The documentation is organized by responsibility, not by user journey.

<Columns cols={2}>
  <Card title="Platform introduction" icon="layer-group" href="/introduction">
    High-level architecture, scope, and core platform principles.
  </Card>

  <Card title="Authentication & security" icon="lock" href="/auth/overview">
    Login, registration, tokens, sessions, devices, and 2FA flows.
  </Card>

  <Card title="Errors & localization" icon="language" href="/errors">
    Error formats, error codes, localization rules, and frontend handling.
  </Card>

  <Card title="API reference" icon="code" href="/api-reference">
    Endpoint-level documentation with request and response schemas.
  </Card>
</Columns>

***

## Core platform components

The Flowxi backend is built around a small number of clearly separated components.

<Columns cols={2}>
  <Card title="Users" icon="users">
    User accounts, lifecycle states, locale, and access rules.
  </Card>

  <Card title="Wallets" icon="wallet">
    Custodial wallets, balances, and transaction records.
  </Card>

  <Card title="Compliance" icon="shield-check">
    Verification workflows, regulatory states, and enforcement logic.
  </Card>

  <Card title="Security" icon="lock">
    Rate limiting, 2FA, audit logs, and abuse prevention.
  </Card>
</Columns>

Each component is documented independently but designed to work as a coherent system.

***

## How to use this documentation

Recommended reading order:

1. **Introduction**\
   Understand what the platform is responsible for.
2. **Authentication overview**\
   Learn how access, sessions, and security actually work.
3. **Errors & localization**\
   Learn how to handle failures correctly on the frontend.
4. **API reference**\
   Use as a precise contract for implementation.

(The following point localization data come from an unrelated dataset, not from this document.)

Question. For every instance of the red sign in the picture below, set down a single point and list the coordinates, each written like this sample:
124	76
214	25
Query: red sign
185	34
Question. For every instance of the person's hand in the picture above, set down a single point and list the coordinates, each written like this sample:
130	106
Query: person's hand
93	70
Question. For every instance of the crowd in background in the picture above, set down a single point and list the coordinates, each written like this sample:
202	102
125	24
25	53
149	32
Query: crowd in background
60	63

This documentation assumes:

* Familiarity with REST APIs
* Experience with frontend ↔ backend integration
* Basic understanding of authentication and tokens

***

## Access & support

Flowxi is restricted to authorized teams and systems.

For access issues, production incidents, or technical questions:\
**[support@flowxi.app](mailto:support@flowxi.app)**

***

## Final note

Flowxi is designed for **financial-grade correctness**.

Clarity, predictability, and safety always take precedence over shortcuts.
Every rule documented here exists to reduce ambiguity, prevent misuse,
and ensure the platform behaves reliably at scale.